Publié le par Hamid K.

Idriss Déby, président du Tchad, examine la grâce des membres de l’arche de Zoé détenus en France. Il estime que la procédure ne prendra pas plus d’un mois. Il demande toutefois que les familles des enfants que l’Arche de Zoé voulait emmener en France soient d’abord indemnisées.

DEPUIS LE DEBUT de cette affaire, on a ssisté à une farce juridique et politique qui commence à devenir insoutenable. Personne, en France en tous cas, ne pense que les membres de l’Arche de Zoé méritent huit années de prison. End roit simple, le fait qu’ils aient eu l’intention de transférer en France unen centaine d’enfants n’est même pas un délit car il n’y a pas eu d’acte : lens enfants sont toujours au Tchad.

Régime et opinion. Et c’est avec trois de retard que le gouvernement tchadien les a rendus à leurs familles. Pour une raison simple : Idriss Déby ne voulait pas les renvoyer dans leur foyer avant d’avoir tiré de l’affaire tous les avantages possibles.

On est, comme on pouvait le craindre, dans une misérable discussion de gros sous. Les enfants n’ayant subi aucun traumatisme particulier, on ne voit pas pourquoi il faudrait indemniser leurs familles, sinon parce que l’indignation des Tchadiens et leur sentiment antifrançais sont forts.

Mais M. Déby n’accorde pas à l’opinion publique tchadienne toute l’attention qu’il lui prodiguerait si son mode de gouvernement était démocratique. Il ne s’est pas privé de faire enlever et même de faire disparaître des opposants politiques à la faveur de la bataille de N’Djamena, alors que ces opposants ne s’expriment que par les mots et non pas par les armes.

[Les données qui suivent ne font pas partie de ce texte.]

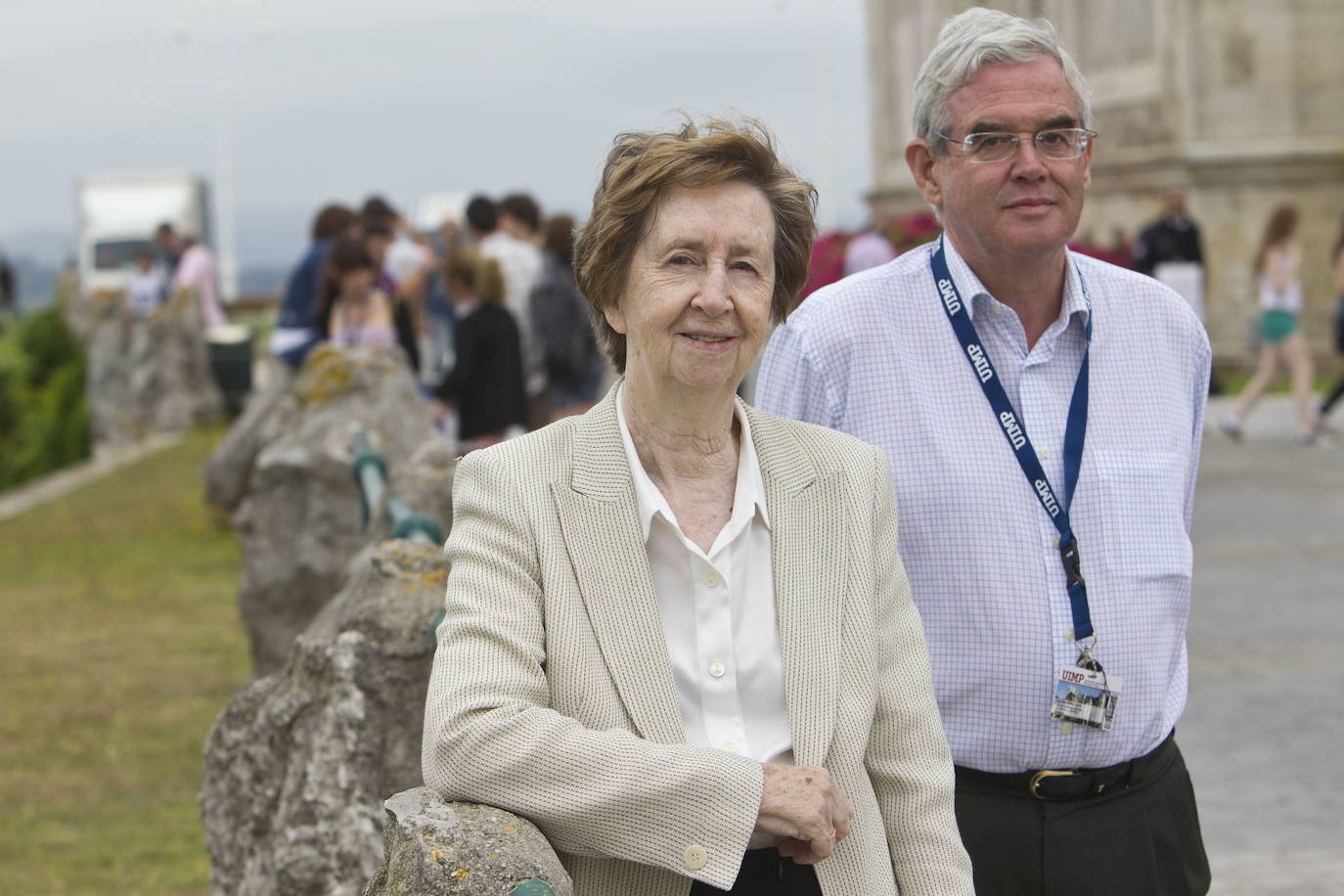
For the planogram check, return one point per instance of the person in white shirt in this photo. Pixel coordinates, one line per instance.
(1042, 413)
(1276, 267)
(520, 261)
(147, 288)
(679, 637)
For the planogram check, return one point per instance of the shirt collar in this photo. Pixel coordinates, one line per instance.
(747, 500)
(969, 285)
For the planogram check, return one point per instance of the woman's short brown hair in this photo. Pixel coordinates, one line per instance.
(643, 166)
(466, 266)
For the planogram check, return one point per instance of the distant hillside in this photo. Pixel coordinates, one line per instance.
(36, 281)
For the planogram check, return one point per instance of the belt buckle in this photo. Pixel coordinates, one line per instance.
(1046, 773)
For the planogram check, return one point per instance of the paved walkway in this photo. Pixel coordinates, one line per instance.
(74, 477)
(1265, 724)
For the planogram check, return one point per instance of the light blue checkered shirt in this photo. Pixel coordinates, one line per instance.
(874, 355)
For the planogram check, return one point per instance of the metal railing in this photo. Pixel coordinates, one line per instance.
(370, 471)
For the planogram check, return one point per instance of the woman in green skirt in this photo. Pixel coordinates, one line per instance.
(1276, 270)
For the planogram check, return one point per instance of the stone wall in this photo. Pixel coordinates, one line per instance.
(298, 765)
(147, 374)
(285, 474)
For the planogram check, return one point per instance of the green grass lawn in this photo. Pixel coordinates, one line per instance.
(119, 644)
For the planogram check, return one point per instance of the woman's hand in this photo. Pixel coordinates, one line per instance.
(805, 806)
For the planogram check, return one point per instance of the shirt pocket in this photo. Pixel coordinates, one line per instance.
(1143, 514)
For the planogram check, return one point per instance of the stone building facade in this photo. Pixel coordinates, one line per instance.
(1240, 103)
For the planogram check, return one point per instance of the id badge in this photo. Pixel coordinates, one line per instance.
(1086, 696)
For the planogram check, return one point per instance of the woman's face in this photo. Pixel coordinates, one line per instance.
(696, 302)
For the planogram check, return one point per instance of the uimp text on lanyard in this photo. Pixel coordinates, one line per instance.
(1015, 431)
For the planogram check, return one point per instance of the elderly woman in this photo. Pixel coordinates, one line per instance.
(679, 637)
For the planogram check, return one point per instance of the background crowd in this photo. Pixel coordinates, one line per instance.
(484, 309)
(498, 335)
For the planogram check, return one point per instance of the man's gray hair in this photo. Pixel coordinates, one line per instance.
(978, 38)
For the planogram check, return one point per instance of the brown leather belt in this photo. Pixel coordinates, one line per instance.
(1075, 784)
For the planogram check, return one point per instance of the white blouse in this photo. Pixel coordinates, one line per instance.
(718, 612)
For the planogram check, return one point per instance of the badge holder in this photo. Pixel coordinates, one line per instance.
(1085, 694)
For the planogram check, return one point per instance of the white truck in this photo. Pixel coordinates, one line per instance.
(118, 215)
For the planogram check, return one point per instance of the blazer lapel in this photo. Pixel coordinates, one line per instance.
(600, 520)
(809, 557)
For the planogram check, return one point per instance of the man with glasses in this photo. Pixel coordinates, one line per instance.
(1042, 413)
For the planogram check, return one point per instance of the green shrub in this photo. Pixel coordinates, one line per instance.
(43, 411)
(49, 344)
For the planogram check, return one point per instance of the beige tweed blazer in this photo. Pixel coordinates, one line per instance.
(553, 694)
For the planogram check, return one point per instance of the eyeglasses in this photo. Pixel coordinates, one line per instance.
(1053, 143)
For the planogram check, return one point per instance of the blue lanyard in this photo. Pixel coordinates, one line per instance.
(1013, 430)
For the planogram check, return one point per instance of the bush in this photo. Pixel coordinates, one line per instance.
(43, 411)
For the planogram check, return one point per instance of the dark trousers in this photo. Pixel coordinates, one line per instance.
(1140, 840)
(766, 874)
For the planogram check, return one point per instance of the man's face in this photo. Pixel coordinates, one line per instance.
(1027, 205)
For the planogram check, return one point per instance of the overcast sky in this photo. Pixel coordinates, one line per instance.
(337, 98)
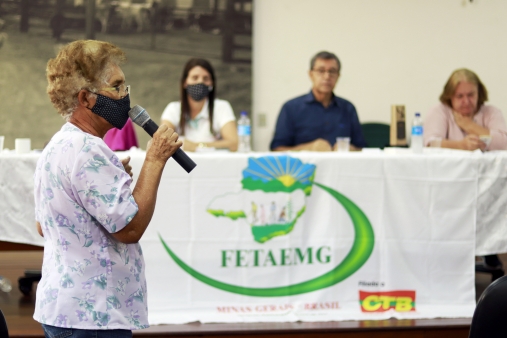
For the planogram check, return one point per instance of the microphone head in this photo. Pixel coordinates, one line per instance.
(139, 115)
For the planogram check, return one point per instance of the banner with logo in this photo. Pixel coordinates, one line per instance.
(311, 237)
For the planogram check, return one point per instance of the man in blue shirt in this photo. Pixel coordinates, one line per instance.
(314, 121)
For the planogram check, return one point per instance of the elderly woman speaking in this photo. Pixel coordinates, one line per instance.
(93, 282)
(462, 120)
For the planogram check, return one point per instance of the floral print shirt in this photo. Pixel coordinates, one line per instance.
(89, 279)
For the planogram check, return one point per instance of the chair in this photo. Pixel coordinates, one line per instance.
(491, 311)
(4, 332)
(376, 135)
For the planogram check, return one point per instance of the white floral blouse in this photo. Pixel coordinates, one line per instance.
(89, 279)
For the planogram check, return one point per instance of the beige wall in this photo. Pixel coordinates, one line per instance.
(392, 52)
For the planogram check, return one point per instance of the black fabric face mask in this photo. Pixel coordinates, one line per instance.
(199, 91)
(113, 111)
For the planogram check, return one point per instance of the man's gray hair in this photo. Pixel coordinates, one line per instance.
(326, 56)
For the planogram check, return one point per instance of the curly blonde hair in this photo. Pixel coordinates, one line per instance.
(463, 75)
(82, 64)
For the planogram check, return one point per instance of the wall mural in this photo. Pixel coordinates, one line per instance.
(158, 36)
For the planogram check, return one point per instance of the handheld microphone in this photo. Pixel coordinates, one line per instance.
(140, 117)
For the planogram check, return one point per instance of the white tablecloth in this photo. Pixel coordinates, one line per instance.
(427, 213)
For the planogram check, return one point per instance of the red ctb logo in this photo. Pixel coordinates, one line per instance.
(400, 301)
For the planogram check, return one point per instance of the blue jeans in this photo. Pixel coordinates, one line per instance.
(62, 332)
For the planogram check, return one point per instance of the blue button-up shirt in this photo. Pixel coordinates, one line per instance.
(304, 119)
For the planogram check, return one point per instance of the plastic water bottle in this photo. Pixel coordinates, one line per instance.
(244, 133)
(5, 284)
(416, 142)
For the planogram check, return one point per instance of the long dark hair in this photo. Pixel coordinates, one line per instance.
(185, 106)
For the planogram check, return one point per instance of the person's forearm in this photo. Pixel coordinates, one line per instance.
(145, 195)
(451, 144)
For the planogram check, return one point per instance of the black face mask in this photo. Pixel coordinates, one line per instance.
(199, 91)
(113, 111)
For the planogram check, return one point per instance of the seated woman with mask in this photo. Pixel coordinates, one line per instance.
(462, 120)
(203, 120)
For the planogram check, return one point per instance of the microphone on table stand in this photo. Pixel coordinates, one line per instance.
(140, 117)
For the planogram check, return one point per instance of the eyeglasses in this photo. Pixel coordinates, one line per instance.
(322, 71)
(121, 90)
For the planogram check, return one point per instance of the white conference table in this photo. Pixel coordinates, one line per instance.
(429, 213)
(489, 170)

On ne voit pas pourquoi il dresse sa sinistre clomptabilité (il réclame un peu plus de 6 millions d’euros qui, à nos yeux, ont un nom, celui de rançon) alors que, au moment où il se battait le dos au mur dans son palais assiégé par les rebelles, il n’a dû son salut qu’aux renseignements, sinon à l’aide militaire, que lui a fournis l’Armée Française. Il ne saurait nier non plus que son régime a été consolidé par les équipements militaires que la France lui a fait parvenir. Qu’il ait eu du courage pendant la bataille est indéniable. Mais il faut appeler un régime arbitraire par son nom.

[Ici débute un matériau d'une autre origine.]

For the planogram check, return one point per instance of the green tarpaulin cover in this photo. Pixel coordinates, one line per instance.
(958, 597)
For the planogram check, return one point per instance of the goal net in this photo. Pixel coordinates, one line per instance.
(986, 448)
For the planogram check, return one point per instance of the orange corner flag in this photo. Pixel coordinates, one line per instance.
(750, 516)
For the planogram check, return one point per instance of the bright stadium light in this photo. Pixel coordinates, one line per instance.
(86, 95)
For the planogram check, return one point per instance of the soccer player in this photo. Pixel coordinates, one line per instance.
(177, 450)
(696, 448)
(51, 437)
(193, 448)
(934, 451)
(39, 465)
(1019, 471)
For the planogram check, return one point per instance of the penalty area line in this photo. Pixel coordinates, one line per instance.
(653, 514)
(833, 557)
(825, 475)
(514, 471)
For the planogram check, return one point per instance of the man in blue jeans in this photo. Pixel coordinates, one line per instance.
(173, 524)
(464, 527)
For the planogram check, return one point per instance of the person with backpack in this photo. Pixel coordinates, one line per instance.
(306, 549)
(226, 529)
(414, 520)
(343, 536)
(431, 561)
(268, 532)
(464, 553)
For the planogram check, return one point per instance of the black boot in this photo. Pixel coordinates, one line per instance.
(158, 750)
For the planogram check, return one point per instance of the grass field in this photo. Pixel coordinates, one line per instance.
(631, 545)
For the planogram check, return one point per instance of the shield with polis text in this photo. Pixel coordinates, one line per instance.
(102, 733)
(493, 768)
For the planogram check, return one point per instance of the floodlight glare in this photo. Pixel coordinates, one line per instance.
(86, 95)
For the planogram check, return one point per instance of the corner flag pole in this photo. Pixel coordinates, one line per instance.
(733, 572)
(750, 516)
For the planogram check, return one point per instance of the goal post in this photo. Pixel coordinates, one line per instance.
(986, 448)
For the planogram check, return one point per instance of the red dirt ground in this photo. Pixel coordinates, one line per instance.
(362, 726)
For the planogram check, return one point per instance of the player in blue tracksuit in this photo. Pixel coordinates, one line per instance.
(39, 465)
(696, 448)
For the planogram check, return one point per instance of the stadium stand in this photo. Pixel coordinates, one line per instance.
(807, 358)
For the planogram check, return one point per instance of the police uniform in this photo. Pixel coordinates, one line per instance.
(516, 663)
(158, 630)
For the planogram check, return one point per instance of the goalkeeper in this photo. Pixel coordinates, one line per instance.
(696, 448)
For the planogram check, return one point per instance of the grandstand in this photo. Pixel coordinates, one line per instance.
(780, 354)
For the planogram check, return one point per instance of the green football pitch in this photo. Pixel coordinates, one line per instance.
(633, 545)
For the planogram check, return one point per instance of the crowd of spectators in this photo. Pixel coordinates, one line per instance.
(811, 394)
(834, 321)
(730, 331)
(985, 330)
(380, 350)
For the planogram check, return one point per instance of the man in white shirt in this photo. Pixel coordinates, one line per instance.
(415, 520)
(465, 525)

M. Déby est un dictateur et, si Nicolas Sarkozy a prononcé en Afrique du Sud un discours consacré à la fin de la Françafrique, M. Déby, lui, n’en a pas encore subi les conséquences.

Le gouvernement français a eu pour cet homme des complaisances multiples depuis qu’a éclaté l’affaire de l’ARCHE DE ZOE. Certes ses membres ont agi en dépit des avertissements du Quai d’Orsay ; certes, ils se sont montrés à la fois irresponsables et, dans le cas d’Eric Breteau et d’Emilie Lelouch, capables de duplicité. Mais il est clair que les quatre autres détenus et notamment le Docteur Philippe Van Winkelberg, n’ont été animés que par des motivations humanitaires.

M. Sarkozy s’est d’abord rendu au Tchad pour récupérer six personnes, dont trois hôtesses de l’air espagnoles, qui, de toute évidence, ne pouvaient faire partir de ce « complot » dénoncé par le Tchad. Ce faisant, il a été accusé d’avoir agi avec légèreté et de n’avoir respécter la souveraineté tchadienne. Du coup, il a fallu réserver des égards tout particuliers à l’indépendance du pouvoir judiciaire tchadien, dont on n’a pas remarqué, quelques semaines plus tard, qu’il fût resté en place à N’Djamena quand les rebelles y sont arrivés ou qu’il se fût dressé contre les méthodes utilisées par Idriss Déby pour anéantir l’opposion politique.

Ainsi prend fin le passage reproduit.